La discrimination positive serait contraire aux valeurs françaises
C'est le grand épouvantail. Pourtant, nous faisons de la discrimination positive depuis toujours sans le dire. Les classes préparatoires aux grandes écoles sont une forme de discrimination positive pour les bons élèves. Les aides agricoles sont une discrimination positive pour les territoires ruraux. Pourquoi cela deviendrait-il un problème uniquement quand il s'agit de corriger des inégalités sociales ou raciales ? C'est une hypocrisie qu'il faut dénoncer.
On ne pourrait pas financer l'égalité réelle
Le coût de l'inaction est toujours plus élevé que le coût de l'action. Les inégalités coûtent cher en termes de santé publique, de sécurité et de perte de croissance. Le FMI lui-même affirme que les sociétés plus égalitaires sont plus résilientes économiquement. L'argent existe, c'est une question de priorités politiques. Prétendre le contraire est un choix, pas une fatalité comptable.
Questions fréquentes sur l'égalité réelle
Quelle est la différence entre équité et égalité réelle ?
L'équité est le principe moral qui consiste à donner à chacun ce dont il a besoin. L'égalité réelle est la traduction politique et juridique de ce principe. L'équité est l'intention, l'égalité réelle est le résultat visé. C'est un peu comme la différence entre vouloir être en bonne santé et suivre un traitement médical précis.
Est-ce que l'égalité réelle existe quelque part dans le monde ?
Aucun pays n'a atteint une égalité réelle parfaite. Cependant, les pays scandinaves s'en approchent le plus grâce à des systèmes fiscaux très redistributifs et des services publics universels de haute qualité. Mais même là-bas, des poches d'inégalité subsistent, notamment concernant l'intégration des populations immigrées. C'est un combat qui ne finit jamais.
Pourquoi parle-t-on souvent d'égalité réelle pour les femmes ?
Parce que c'est le groupe le plus large qui subit une inégalité de fait malgré une égalité de droit totale depuis des décennies. Le droit de vote a 80 ans, l'égalité salariale est dans la loi depuis 1972, et pourtant, l'écart de rémunération moyen reste de 15 %. C'est la preuve par l'absurde que la loi seule ne change pas la structure profonde de la société.

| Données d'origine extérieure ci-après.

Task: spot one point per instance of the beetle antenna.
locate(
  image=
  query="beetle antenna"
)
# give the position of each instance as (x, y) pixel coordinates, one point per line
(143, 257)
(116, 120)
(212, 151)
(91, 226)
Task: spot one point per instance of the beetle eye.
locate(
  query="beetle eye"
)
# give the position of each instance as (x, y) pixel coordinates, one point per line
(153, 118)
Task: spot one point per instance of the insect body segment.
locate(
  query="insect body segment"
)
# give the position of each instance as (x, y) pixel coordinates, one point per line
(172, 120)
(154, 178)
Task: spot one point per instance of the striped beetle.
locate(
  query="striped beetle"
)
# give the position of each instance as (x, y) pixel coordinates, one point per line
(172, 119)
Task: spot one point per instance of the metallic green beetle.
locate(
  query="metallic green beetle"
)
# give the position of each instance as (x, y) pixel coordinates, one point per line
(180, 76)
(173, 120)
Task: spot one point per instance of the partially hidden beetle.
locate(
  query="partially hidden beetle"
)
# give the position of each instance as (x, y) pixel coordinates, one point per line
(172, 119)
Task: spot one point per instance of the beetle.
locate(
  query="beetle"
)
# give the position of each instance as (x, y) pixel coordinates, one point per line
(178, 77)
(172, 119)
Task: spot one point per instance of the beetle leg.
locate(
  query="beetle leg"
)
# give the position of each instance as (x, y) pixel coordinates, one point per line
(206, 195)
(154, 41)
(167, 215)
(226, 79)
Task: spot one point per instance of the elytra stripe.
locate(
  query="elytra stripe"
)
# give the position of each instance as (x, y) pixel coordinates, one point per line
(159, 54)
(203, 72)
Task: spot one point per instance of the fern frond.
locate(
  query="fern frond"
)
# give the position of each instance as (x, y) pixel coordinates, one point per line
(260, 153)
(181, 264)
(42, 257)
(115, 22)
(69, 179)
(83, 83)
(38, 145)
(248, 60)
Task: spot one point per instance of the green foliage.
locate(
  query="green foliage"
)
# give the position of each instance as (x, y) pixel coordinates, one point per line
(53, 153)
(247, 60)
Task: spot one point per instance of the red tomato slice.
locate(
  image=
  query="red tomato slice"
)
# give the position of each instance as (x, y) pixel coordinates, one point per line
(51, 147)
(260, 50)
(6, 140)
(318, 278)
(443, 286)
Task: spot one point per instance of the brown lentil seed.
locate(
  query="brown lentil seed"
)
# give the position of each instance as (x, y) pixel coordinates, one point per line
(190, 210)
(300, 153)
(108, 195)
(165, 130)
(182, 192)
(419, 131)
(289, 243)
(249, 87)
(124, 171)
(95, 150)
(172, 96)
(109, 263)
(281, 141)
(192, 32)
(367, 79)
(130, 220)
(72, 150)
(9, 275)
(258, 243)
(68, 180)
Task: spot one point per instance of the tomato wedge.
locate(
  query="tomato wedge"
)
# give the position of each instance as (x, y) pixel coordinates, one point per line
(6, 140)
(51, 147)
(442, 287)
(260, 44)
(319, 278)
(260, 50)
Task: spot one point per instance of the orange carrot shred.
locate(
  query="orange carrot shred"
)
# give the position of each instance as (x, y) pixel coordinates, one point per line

Verdict : un chantier permanent plutôt qu'une destination
L'égalité réelle n'est pas un état que l'on atteint une fois pour toutes, c'est un processus. Je trouve ça surestimé de penser qu'une seule loi ou qu'une seule élection pourrait régler le problème. On est loin du compte. Le truc, c'est que chaque avancée crée de nouveaux besoins et de nouvelles prises de conscience. Ce qui semblait égalitaire il y a trente ans nous paraît aujourd'hui archaïque. L'égalité réelle nous oblige à une remise en question permanente de nos privilèges et de nos angles morts. C'est inconfortable, certes, mais c'est le prix à payer pour une société qui ne se contente pas de mots gravés dans la pierre, mais qui cherche la justice dans chaque foyer, dans chaque bureau et sur chaque territoire. Bref, c'est un idéal qui nous force à marcher, et c'est déjà pas mal.